Module 06

Policy Choices Have Consequences

A low rate does not help a consumer who cannot find coverage. When rates are held below actuarially sound levels, the market responds — and the response is rarely what policymakers intended.

Cause and effect

How rate suppression travels through the market

Policy Choice

Artificially suppress rates or impose arbitrary pricing mandates

When rates are held below the cost of risk, insurers cannot collect enough premium to match expected losses, cover expenses, and maintain the capital required to keep writing business in Texas.

Potential Market Response

The market reprices what it cannot reprice in dollars

  • Companies reduce new business
  • Companies limit exposure in high-risk areas
  • Underwriting tightens
  • Coverage options shrink
  • Residual markets grow
  • Consumers face fewer choices
  • Rate increases become delayed and larger
  • Market confidence weakens
Consumer Impact

The cost lands where it was meant to be avoided

  • Less availability
  • Fewer coverage options
  • Less competition
  • Harder-to-place risks
  • More pressure on state-backed mechanisms
Two timelines, two stories

Short-term appearance vs. long-term risk

Short-Term Appearance

Lower rates on paper.

In the immediate filing window, the headline number can look better than the underlying cost of risk supports.

Long-Term Risk

Fewer companies willing to write coverage.

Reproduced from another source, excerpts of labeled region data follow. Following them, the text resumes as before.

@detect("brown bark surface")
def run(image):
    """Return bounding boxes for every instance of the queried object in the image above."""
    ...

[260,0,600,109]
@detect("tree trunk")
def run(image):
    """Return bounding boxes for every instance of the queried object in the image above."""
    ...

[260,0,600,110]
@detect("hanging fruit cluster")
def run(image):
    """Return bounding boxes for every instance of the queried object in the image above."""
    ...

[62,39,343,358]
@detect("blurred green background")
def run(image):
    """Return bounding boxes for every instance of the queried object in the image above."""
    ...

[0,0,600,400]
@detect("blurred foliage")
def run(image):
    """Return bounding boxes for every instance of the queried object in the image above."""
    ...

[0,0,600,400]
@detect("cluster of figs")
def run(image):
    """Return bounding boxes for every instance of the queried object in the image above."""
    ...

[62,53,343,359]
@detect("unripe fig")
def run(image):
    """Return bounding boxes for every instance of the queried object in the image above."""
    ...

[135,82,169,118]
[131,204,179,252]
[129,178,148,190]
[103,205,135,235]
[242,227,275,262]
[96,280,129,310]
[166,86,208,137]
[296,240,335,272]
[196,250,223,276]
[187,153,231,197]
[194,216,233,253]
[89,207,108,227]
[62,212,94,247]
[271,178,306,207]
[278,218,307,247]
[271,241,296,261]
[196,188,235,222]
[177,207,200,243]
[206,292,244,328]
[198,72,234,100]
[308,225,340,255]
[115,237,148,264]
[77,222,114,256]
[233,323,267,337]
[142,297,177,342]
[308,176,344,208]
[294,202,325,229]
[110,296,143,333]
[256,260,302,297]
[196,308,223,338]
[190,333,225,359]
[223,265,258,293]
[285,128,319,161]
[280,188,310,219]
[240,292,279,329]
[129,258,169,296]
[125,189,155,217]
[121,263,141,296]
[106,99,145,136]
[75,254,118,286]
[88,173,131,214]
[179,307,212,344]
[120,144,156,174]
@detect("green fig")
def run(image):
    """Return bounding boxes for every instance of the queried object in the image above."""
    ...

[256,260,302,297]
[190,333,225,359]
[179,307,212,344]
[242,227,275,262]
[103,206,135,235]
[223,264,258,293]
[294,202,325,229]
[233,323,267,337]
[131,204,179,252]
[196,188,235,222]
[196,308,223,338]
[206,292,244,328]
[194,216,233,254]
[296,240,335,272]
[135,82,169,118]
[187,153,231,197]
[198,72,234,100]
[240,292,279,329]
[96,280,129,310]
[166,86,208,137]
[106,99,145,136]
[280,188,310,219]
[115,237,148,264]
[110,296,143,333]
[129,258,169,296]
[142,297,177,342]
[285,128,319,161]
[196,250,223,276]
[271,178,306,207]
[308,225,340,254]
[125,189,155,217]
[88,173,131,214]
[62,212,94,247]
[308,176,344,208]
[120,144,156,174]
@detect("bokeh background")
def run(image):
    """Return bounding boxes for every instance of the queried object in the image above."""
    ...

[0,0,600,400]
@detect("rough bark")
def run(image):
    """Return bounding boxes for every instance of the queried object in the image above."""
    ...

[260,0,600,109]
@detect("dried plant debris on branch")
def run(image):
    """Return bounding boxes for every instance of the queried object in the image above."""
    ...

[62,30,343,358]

Carriers pull back, new entrants hesitate, residual mechanisms grow, and Texans feel the cost as availability — not as price.

A Cautionary Lesson

When Availability Becomes the Affordability Problem: A California Caution

California offers a cautionary lesson for Texas policymakers: when rate regulation becomes too slow, too political, or disconnected from actuarial risk, consumers can face fewer choices, reduced availability, and greater reliance on last-resort coverage.

Texas Approach
  • File-and-use rate system
  • Rates filed with TDI
  • TDI can review and disapprove rates that are excessive, inadequate, unreasonable, or unfairly discriminatory
  • Policy forms require prior approval
  • Competition helps discipline price and service
  • Companies can make incremental adjustments as risk changes
  • Consumers benefit from a broader set of market choices
California Fact Box

California's own insurance department describes its current strategy as an effort to stabilize the market, increase availability, and reduce reliance on the FAIR Plan. The department reports hundreds of distressed ZIP codes, significant FAIR Plan policy counts, and rate filing approval timelines measured in hundreds of days.

  • Slower approval process
  • Greater risk that rates become outdated before approval
  • Higher political pressure on rate decisions
  • Companies may reduce exposure if rates cannot keep pace with risk
  • Consumers may face fewer options
  • Last-resort markets may grow

A low rate does not help a consumer who cannot find coverage.

The policy lesson

Texas should avoid policies that create outdated rates, discourage insurer participation, or increase reliance on state-backed mechanisms. Affordability and availability cannot be separated.

Other large states facing insurance stress have also had to pursue major reforms to restore private market participation and reduce pressure on state-backed coverage mechanisms.

Sources: California Department of Insurance Sustainable Insurance Strategy materials; California Assembly Insurance Committee background materials; TCAIS File-and-Use analysis.

Staffer Summary

Texas can learn from other states without copying their problems. A strong insurance market requires both affordability and availability. Sound policy should reduce real cost drivers while preserving competition, solvency, and consumer choice.

Policy Mistake to Avoid

Do not confuse short-term rate suppression with long-term affordability. True affordability requires a stable market where coverage remains available.

Better Policy Standard

Ask whether a proposal reduces real cost drivers, preserves competition, protects solvency, and keeps companies willing to write in Texas.

  • Does it reduce real cost drivers?
  • Does it preserve competition?
  • Does it protect solvency?
  • Does it keep companies writing in Texas?
Staffer Summary

Affordability and availability are the same conversation. Rates suppressed below actuarially sound levels can shrink consumer choice, push risk into residual markets, and weaken the competition that disciplines price over time.